Part 5: PCA/POD

For the sake of curiosity, I will just apply PCA/POD on the same dataset of binary ellipses (with all three variables: size, axes and rotation). PCA is often used for dimension reduction but it is in essence a linear operation so the compression is not necessarily efficient. For the ellipses data, the three variables aren’t linearly correlated with each other. So it is interesting to see what PCA can do.

Setup

import numpy as np
import matplotlib.pyplot as plt
from numba import jit
from skimage.transform import rotate

np.random.seed(42)
def phantomEllipse(n, a, b, ang):
    x = np.arange(n)
    R = n // 2
    y = x[:, np.newaxis]
    img = (x-R)**2/a**2 + (y-R)**2/b**2
    img[img<=1] = 1
    img[img>1] = 0
    return rotate(img, angle=ang)

Since the eigendecomposition of the cross correlation matrix along the sample axis could be quite costly, I will limit the dataset to contain just 8000 samples.

n = 64
num_batch = 16
batch_size = 500
N = int(num_batch * batch_size)
random_gen = np.random.default_rng()
a = random_gen.uniform(1, n//2, N)
b = random_gen.uniform(1, n//2, N)
ang = random_gen.uniform(0, 90, N)
dataset = np.array([phantomEllipse(n, _a, _b, _ang) for _a, _b, _ang in zip(a, b, ang)])

Let’s look at a sample of 8 images from the dataset:

frames = np.random.choice(np.arange(N), 8)
_, ax = plt.subplots(1, 8, figsize=(12, 3))
for i in range(8):
    ax[i].imshow(dataset[frames[i], ...], cmap=plt.get_cmap('gray'))
    ax[i].axis("off")
plt.show()
../_images/pca_rotation_6_0.png

PCA/POD

Proper Orthogonal Decomposition (POD) with numpy and numba

PCA is a well known process and can be computed using a variety of libraries available (such as scikit-learn). Here I will just use numpy to demonstrate POD, which is a minor variant of PCA that focuses on extracting “eigenmodes” out of the decomposition.
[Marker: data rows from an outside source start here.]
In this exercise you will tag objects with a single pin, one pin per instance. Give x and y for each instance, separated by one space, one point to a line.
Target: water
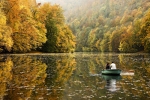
74 77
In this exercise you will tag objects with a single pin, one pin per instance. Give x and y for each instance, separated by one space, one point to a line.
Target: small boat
111 77
111 72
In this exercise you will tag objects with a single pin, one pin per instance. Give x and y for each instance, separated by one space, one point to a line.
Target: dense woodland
26 26
93 26
111 25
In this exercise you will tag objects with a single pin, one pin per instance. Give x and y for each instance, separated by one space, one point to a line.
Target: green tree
29 36
6 41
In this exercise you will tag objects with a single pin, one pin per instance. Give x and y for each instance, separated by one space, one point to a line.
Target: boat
111 77
111 72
These eigenmodes are quite similar to the latent codes in autoencoders but have the advantage of preserving the input dimension and thus can sometimes be easily interpreted or associated with a physical phenomenon.
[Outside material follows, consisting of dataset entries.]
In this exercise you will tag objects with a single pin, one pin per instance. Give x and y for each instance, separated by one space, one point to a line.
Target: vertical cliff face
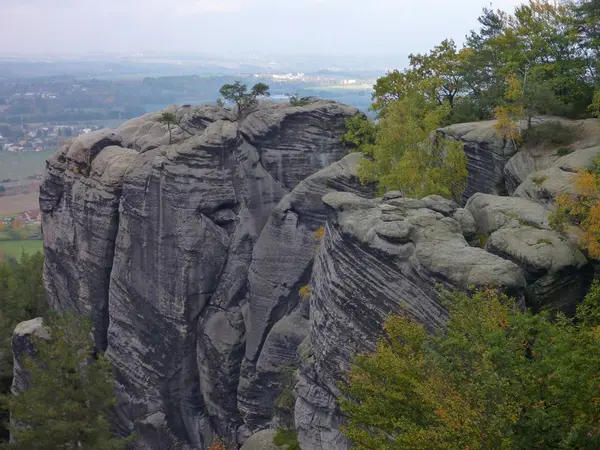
487 154
389 255
155 237
189 250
Notice that I chose to use the more conventional approach to construct the cross correlation matrix along the sample axis. However, it is computationally more efficient for this dataset to perform PCA/POD along the pixel axis, since there are about half the amount of pixels per image (4096) than the number of samples (8000). Nonetheless, I found out that by using numba, I could significantly speed up the calculation by parallelizing the eigendecomposition process (see below). It is however important to remember compile (i.e., execute) the decorated function once with a small subsample of the dataset before carrying out POD on the whole set. See numba documentation for more details on how it works.

@jit(nopython=True)
def eigendecomp(corr_mat, tol=1e-14):
    Lambda, Psi = np.linalg.eigh(corr_mat)
    eigvals = Lambda[::-1]
    eigvals = eigvals[eigvals > tol]

    proj_coeffs = np.fliplr(Psi)[:, :len(eigvals)] @ np.diag(eigvals**(0.5))
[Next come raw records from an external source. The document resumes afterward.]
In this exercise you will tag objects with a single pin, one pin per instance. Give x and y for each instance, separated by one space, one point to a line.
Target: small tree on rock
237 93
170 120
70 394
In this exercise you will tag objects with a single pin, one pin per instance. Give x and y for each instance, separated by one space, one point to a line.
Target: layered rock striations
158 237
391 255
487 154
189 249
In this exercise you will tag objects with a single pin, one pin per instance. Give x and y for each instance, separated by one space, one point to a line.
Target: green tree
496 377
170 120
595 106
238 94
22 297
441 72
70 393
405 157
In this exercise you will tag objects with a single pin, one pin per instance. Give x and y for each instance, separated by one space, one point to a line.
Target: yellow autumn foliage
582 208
    return eigvals, proj_coeffs.T


def pod_modes(data_array):
    shape = np.shape(data_array)
    # reshape the data array
    data_array = np.reshape(data_array, [shape[0], np.prod(shape[1:])], order='F')
    # perform the decomposition
    corr_mat = data_array @ data_array.T
    eigvals, proj_coeffs = eigendecomp(corr_mat)
    num_of_modes = len(eigvals)

    Omega = np.diag(eigvals[:num_of_modes]**0.5)
    modes = Omega @ proj_coeffs[:num_of_modes, :] @ data_array
    modes = np.diag(eigvals[:num_of_modes]**(-1)) @ modes
    #modes = modes / (shape[0])**0.5*2
    modes = np.reshape(modes, [num_of_modes, *shape[1:]], order='F')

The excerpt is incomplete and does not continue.